When Frank was home from the hospital, Abigail had Samantha drop by the cabin. She and Frank gave her the complete Bradley Weaver story with all the salacious details. Samantha published it in the Weekly Journal, and online, and so the town also learned everything that had happened at the Theiss house the day Abigail had almost been murdered.
The town now knew Lucas Theiss had been proven innocent of the crime of killing his family and had been released from prison. Abigail had sent a copy of the newspaper to Lucas Theiss at his cousin’s house. She and Frank both hoped Lucas would be welcomed back to the community. There was no reason he shouldn’t be.
While Frank was recovering in the hospital, Abigail had completed the paintings of the Theiss house. Deciding on a total of six in the series, she used what she had already begun, her memory, and the photographs of the place, and didn’t physically return to 707 Suncrest. She spent late nights at the kitchen table painting so she could spend the days at the hospital with Frank. She wanted all the paintings
to be finished before he came home. The way she figured; it would be best if she could put the nightmare there behind her. Behind them.

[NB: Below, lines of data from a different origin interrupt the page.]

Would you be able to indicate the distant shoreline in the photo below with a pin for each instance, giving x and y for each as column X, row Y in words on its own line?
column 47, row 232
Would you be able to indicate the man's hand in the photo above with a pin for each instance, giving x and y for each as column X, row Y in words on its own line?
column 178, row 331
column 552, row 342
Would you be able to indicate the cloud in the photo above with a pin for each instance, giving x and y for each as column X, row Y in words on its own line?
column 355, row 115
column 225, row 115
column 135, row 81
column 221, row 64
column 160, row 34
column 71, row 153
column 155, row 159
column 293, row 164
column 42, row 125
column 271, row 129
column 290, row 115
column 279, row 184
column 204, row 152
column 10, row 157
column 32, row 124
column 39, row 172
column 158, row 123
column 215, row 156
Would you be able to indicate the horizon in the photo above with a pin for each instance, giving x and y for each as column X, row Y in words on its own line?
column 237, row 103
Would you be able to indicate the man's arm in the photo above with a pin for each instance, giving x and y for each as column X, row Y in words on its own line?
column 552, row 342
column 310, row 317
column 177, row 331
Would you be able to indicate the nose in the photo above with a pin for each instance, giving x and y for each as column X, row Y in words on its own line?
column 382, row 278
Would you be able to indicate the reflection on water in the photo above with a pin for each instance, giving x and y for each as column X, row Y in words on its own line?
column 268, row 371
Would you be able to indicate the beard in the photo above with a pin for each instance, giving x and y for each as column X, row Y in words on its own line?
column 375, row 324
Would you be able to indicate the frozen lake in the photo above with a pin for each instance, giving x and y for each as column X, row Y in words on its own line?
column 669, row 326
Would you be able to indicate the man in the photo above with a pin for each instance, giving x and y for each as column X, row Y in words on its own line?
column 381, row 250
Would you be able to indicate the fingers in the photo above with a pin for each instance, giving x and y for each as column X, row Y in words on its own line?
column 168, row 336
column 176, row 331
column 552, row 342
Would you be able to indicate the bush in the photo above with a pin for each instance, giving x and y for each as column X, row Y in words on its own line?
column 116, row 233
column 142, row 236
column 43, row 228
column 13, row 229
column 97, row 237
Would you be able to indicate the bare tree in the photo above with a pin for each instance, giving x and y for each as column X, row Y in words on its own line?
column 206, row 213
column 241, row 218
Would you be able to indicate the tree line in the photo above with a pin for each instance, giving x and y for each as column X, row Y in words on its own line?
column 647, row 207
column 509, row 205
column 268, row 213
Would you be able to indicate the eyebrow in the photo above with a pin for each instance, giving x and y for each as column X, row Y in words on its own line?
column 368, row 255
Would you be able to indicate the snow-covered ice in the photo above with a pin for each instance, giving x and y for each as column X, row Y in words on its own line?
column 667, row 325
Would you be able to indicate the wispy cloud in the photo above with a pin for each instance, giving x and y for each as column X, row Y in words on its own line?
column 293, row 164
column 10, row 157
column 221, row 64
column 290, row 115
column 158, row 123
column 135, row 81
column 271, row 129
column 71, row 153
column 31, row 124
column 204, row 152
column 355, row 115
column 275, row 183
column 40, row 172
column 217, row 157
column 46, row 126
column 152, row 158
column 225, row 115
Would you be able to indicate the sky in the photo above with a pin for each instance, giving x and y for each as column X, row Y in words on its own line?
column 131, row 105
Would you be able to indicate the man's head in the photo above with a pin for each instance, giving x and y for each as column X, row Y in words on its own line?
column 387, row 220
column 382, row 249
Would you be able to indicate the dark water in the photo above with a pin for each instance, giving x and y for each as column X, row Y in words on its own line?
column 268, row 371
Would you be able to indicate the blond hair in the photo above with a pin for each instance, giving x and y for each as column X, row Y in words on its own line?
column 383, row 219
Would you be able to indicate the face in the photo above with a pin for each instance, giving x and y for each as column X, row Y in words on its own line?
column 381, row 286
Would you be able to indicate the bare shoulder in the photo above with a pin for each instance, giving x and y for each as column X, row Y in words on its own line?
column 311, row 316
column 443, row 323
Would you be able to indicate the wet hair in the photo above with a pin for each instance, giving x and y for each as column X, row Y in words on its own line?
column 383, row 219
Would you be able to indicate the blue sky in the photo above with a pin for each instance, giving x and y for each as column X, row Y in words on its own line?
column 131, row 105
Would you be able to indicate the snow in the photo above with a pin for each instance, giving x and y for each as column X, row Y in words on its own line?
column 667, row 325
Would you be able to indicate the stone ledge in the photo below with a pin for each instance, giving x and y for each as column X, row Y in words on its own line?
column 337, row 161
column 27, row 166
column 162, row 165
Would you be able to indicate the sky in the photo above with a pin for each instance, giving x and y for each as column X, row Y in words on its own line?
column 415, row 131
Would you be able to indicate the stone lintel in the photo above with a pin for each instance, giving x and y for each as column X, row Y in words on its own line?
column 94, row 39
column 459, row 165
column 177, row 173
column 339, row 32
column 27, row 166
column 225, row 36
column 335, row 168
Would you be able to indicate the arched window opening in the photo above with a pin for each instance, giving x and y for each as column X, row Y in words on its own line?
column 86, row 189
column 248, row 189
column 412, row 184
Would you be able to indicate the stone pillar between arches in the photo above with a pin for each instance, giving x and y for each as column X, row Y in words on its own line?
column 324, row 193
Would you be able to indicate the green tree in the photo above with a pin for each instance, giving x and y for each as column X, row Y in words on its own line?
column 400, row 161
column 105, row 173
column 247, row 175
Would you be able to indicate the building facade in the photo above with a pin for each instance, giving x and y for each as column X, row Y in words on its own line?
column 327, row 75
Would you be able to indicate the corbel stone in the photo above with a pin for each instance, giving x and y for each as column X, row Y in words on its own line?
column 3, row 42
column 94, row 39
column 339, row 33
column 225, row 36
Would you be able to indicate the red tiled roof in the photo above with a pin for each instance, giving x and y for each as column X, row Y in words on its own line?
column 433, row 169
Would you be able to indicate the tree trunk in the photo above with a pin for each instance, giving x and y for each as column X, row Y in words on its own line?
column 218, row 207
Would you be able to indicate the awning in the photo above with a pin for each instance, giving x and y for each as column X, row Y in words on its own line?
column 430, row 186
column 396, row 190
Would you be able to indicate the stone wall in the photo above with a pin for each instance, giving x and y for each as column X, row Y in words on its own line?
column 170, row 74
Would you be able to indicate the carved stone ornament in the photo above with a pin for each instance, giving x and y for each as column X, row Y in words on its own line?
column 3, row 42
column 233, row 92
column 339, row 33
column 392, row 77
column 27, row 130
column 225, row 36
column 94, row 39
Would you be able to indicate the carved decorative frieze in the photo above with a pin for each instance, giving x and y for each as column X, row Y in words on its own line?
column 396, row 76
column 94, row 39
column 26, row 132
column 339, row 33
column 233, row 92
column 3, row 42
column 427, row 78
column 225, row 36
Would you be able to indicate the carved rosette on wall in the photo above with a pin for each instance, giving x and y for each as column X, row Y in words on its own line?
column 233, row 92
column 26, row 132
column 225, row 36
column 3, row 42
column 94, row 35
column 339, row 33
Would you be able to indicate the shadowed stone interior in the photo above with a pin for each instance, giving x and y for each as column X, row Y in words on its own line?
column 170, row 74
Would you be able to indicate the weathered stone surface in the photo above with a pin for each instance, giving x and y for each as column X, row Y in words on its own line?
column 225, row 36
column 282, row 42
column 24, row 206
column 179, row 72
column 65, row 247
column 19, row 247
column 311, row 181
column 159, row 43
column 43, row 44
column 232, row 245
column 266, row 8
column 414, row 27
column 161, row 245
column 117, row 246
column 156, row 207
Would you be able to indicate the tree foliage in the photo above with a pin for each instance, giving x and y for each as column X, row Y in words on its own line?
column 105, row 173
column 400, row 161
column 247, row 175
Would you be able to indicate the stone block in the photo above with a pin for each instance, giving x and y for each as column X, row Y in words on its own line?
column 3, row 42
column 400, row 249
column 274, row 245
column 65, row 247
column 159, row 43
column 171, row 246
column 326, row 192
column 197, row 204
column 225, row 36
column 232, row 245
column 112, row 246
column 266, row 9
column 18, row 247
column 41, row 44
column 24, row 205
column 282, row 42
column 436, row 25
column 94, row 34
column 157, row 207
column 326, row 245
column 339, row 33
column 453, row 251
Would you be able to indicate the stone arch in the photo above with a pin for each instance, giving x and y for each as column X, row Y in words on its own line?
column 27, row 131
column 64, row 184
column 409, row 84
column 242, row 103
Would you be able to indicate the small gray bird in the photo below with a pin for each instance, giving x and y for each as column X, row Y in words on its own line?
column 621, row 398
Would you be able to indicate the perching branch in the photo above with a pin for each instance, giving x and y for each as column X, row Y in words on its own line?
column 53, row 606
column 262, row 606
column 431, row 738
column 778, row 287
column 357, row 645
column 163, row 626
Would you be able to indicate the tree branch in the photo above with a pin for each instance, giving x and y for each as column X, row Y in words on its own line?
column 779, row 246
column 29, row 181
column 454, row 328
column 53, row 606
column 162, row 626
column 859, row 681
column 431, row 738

But when the paintings were lined up against the walls in her home for her to examine, she was proud of them and believed they were the best she’d ever painted. Each one was on a huge canvas sixty by eighty-four inches. The colors ranged from vibrant golds and crimsons to misty and hauntingly faded blues and grays. One version of the empty house showed it on a bright sunny day; another was in the summer twilight surrounded in fireflies; one was in the fall with the autumn hues highlighting the trees; one was the house as it might have appeared forty years ago before the murders, still shiny and whole; one was the house in the storm with the tornado above it in the dirty green sky; and the last was the house as it looked today with the collapsed wall. Abigail called the six painting collection: Seasons of a Murder House. She’d sent photos of the collection and the story behind them to a prestigious art gallery in St. Louis. The art gallery was crazy over them, and were going to put them on display for viewing and sale the following week. So she guessed she and Frank would be taking a trip to Chicago soon. Perhaps they’d even stay with Laura at her apartment for a night or two. Now that was a good idea.
Their breakfasts arrived at the table. Everyone was talking and laughing around her. They were making plans for the remainder of the summer.
“So,” Irma was conferring with Myrtle, “are we going on that fancy river cruise or not? Did you get the tickets?” The two women, Abigail had been informed by Myrtle, had decided to go on the cruise after all before the wedding. Glinda and Kyle had everything under control they said, so the cruise was on. Irma had gotten her wish. Sooner than later. The cruise wasn’t that long in duration, so why not?